Create a SageMaker Model object that encapsulates the model configuration:

model = Model(
image_uri=image_uri, 
model_data=model_data,
name="image-classification-endpoint",
sagemaker_session=sess,
role=role
)

Define the endpoint configuration parameters:

endpoint_name = "image-classification-endpoint"
instance_type = "ml.g4dn.xlarge"
instance_count = 1

The .predict() method submits a request to SageMaker to create an endpoint with a specific model deployed:

predictor = model.deploy(
instance_type=instance_type, 
initial_instance_count=instance_count,
endpoint_name=endpoint_name,
)

With that done, SageMaker gets to work.

Step 3 – SageMaker provisions the endpoint

Once your provision request is submitted, SageMaker performs the following actions:

It will allocate several instances according to the endpoint configuration
It will deploy an inference container
It will download the model artifacts

It takes several minutes to complete endpoint provisioning from start to finish. The provisioning time depends on the number of parameters, such as instance type, size of the inference container, and the size of the model artifacts that need to be uploaded to the inference instance(s).

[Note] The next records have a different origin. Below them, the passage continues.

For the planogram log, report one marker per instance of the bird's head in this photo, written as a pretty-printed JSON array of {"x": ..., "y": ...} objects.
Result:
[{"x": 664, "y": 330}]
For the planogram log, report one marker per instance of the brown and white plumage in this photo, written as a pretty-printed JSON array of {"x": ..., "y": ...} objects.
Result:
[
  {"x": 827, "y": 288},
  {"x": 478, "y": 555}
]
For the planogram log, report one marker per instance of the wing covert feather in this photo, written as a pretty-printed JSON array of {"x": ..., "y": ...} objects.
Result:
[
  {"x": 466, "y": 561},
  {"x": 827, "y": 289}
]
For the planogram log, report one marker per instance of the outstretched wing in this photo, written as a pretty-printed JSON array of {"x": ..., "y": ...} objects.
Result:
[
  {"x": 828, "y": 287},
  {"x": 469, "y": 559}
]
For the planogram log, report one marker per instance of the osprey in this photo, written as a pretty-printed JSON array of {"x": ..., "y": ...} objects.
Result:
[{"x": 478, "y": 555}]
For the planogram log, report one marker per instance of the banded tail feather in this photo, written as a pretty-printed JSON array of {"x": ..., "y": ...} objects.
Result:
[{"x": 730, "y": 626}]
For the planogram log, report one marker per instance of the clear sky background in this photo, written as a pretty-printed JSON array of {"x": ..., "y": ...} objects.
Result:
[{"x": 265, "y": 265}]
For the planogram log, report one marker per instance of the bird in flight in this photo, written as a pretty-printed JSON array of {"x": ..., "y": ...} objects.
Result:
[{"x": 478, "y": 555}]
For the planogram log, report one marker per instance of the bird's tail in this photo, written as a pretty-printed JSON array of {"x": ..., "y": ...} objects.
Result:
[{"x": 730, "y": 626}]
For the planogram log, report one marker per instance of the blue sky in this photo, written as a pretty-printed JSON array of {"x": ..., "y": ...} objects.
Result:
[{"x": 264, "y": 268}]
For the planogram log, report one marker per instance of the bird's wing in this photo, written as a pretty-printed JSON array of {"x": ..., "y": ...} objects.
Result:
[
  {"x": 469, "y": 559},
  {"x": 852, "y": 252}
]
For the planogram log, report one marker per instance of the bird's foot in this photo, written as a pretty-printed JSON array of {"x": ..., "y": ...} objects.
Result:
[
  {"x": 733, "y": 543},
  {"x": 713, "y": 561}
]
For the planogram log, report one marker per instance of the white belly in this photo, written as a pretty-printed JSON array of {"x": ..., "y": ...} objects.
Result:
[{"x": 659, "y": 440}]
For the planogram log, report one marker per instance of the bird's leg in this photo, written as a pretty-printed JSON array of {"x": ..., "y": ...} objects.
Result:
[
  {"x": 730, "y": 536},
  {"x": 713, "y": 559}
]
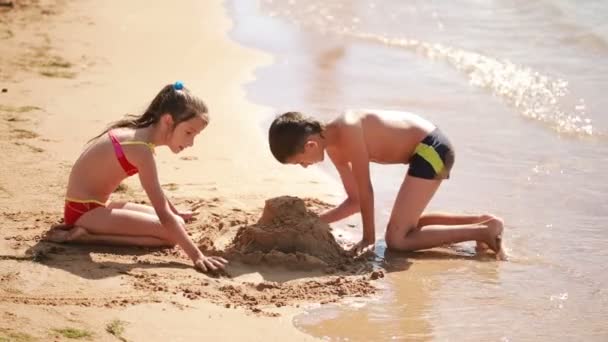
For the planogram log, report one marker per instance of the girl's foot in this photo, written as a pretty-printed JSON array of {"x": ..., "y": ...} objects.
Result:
[{"x": 63, "y": 233}]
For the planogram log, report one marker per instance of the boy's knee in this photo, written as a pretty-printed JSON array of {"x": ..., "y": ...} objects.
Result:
[{"x": 395, "y": 236}]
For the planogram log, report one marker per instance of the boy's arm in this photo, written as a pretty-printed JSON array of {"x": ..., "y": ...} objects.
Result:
[
  {"x": 355, "y": 146},
  {"x": 351, "y": 203}
]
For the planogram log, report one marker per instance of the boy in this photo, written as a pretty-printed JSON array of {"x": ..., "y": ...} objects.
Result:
[{"x": 356, "y": 138}]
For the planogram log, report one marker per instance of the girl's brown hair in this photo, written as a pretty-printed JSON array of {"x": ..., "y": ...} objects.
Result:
[{"x": 173, "y": 99}]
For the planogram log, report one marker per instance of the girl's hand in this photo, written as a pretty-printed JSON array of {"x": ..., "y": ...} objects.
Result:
[
  {"x": 210, "y": 263},
  {"x": 188, "y": 216}
]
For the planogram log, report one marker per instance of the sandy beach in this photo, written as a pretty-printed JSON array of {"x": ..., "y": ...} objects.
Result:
[{"x": 66, "y": 70}]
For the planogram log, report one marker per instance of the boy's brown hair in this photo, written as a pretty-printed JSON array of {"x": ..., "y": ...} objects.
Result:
[{"x": 288, "y": 133}]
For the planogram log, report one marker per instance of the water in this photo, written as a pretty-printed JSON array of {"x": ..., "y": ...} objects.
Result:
[{"x": 519, "y": 87}]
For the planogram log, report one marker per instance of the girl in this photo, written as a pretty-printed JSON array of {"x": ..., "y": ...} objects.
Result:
[{"x": 173, "y": 119}]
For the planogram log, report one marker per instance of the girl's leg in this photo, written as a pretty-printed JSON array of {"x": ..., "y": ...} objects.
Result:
[
  {"x": 81, "y": 235},
  {"x": 116, "y": 226},
  {"x": 414, "y": 195},
  {"x": 132, "y": 206}
]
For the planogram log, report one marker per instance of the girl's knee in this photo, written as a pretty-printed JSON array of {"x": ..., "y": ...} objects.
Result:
[{"x": 115, "y": 205}]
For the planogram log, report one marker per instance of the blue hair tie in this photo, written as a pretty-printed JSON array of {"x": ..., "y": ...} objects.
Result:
[{"x": 178, "y": 85}]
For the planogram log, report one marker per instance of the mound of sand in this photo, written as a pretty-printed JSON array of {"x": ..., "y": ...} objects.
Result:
[{"x": 290, "y": 235}]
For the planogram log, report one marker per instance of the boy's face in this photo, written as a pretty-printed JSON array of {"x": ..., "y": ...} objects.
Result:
[
  {"x": 313, "y": 153},
  {"x": 184, "y": 133}
]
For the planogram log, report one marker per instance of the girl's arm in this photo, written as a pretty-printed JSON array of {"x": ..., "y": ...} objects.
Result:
[{"x": 148, "y": 176}]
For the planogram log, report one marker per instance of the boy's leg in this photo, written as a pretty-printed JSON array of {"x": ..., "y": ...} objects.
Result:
[
  {"x": 402, "y": 233},
  {"x": 450, "y": 219}
]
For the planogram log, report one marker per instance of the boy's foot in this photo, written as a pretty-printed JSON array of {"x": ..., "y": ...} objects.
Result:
[
  {"x": 494, "y": 237},
  {"x": 63, "y": 233}
]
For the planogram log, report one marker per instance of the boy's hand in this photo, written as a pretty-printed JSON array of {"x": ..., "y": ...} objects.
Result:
[
  {"x": 210, "y": 263},
  {"x": 188, "y": 216},
  {"x": 363, "y": 247}
]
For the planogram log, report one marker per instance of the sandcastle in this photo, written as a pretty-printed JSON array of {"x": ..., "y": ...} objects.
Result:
[{"x": 290, "y": 235}]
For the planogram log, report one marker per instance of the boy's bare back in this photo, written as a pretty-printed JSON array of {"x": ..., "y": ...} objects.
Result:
[{"x": 389, "y": 137}]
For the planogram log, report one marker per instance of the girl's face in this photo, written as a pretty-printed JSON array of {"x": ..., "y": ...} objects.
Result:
[{"x": 184, "y": 133}]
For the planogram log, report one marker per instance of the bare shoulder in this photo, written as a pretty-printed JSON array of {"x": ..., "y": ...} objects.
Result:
[
  {"x": 348, "y": 119},
  {"x": 140, "y": 155}
]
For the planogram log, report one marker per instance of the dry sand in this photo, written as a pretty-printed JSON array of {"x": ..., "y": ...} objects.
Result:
[{"x": 66, "y": 69}]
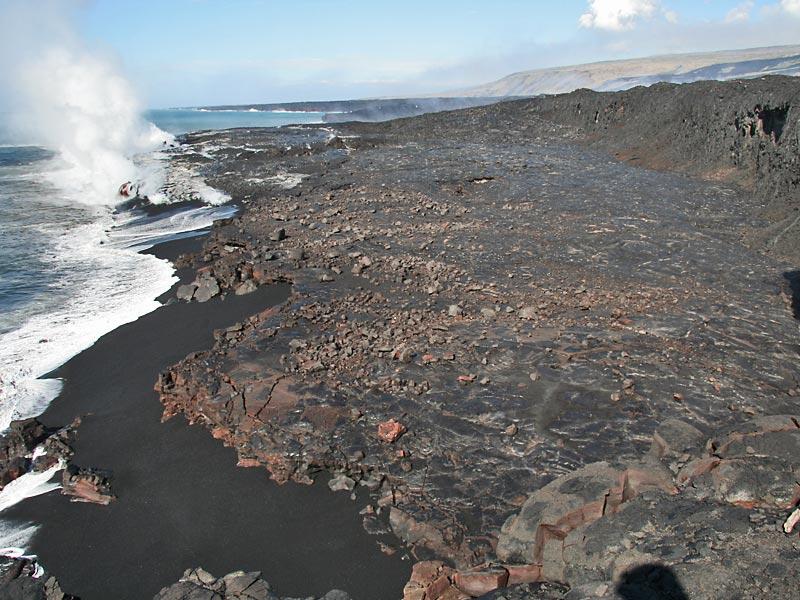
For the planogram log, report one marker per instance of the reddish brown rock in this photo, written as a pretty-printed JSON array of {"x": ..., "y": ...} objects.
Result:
[
  {"x": 478, "y": 583},
  {"x": 87, "y": 485},
  {"x": 391, "y": 430}
]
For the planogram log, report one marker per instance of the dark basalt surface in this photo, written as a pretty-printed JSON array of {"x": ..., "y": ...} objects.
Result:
[{"x": 524, "y": 305}]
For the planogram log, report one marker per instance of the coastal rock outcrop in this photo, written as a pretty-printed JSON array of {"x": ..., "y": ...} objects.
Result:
[
  {"x": 23, "y": 578},
  {"x": 197, "y": 584},
  {"x": 613, "y": 355}
]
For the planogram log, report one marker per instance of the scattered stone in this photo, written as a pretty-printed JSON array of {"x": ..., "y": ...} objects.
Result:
[
  {"x": 207, "y": 288},
  {"x": 87, "y": 485},
  {"x": 341, "y": 483},
  {"x": 391, "y": 430},
  {"x": 248, "y": 287},
  {"x": 186, "y": 292}
]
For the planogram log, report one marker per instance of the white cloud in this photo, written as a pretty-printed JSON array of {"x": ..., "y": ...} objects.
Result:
[
  {"x": 618, "y": 15},
  {"x": 791, "y": 6},
  {"x": 741, "y": 12}
]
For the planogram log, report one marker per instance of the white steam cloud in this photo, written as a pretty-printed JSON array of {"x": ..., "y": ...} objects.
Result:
[
  {"x": 69, "y": 98},
  {"x": 616, "y": 15}
]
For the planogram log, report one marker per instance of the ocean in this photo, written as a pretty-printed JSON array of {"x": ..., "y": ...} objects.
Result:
[{"x": 70, "y": 266}]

Please note that SageMaker doesn’t expose inference instances directly. Instead, it uses a fronting load balancer, which then distributes the traffic between provisioned instances. As SageMaker is a managed service, you will never interact with inference instances directly, only via the SageMaker API.

Step 4 – SageMaker starts the model server

Once the endpoint has been fully provisioned, SageMaker starts the inference container by running the following command, which executes the ENTRYPOINT command in the container:

docker run image serve

This script does the following:

Starts the model server, which exposes the HTTP endpoint
Makes the model server load the model artifacts in memory
At inference time, it makes the model server execute the inference script, which defines how to preprocess data

In the case of SageMaker-managed Docker images, the model server and startup logic are already implemented by AWS. If you choose to BYO serving container, then this needs to be implemented separately.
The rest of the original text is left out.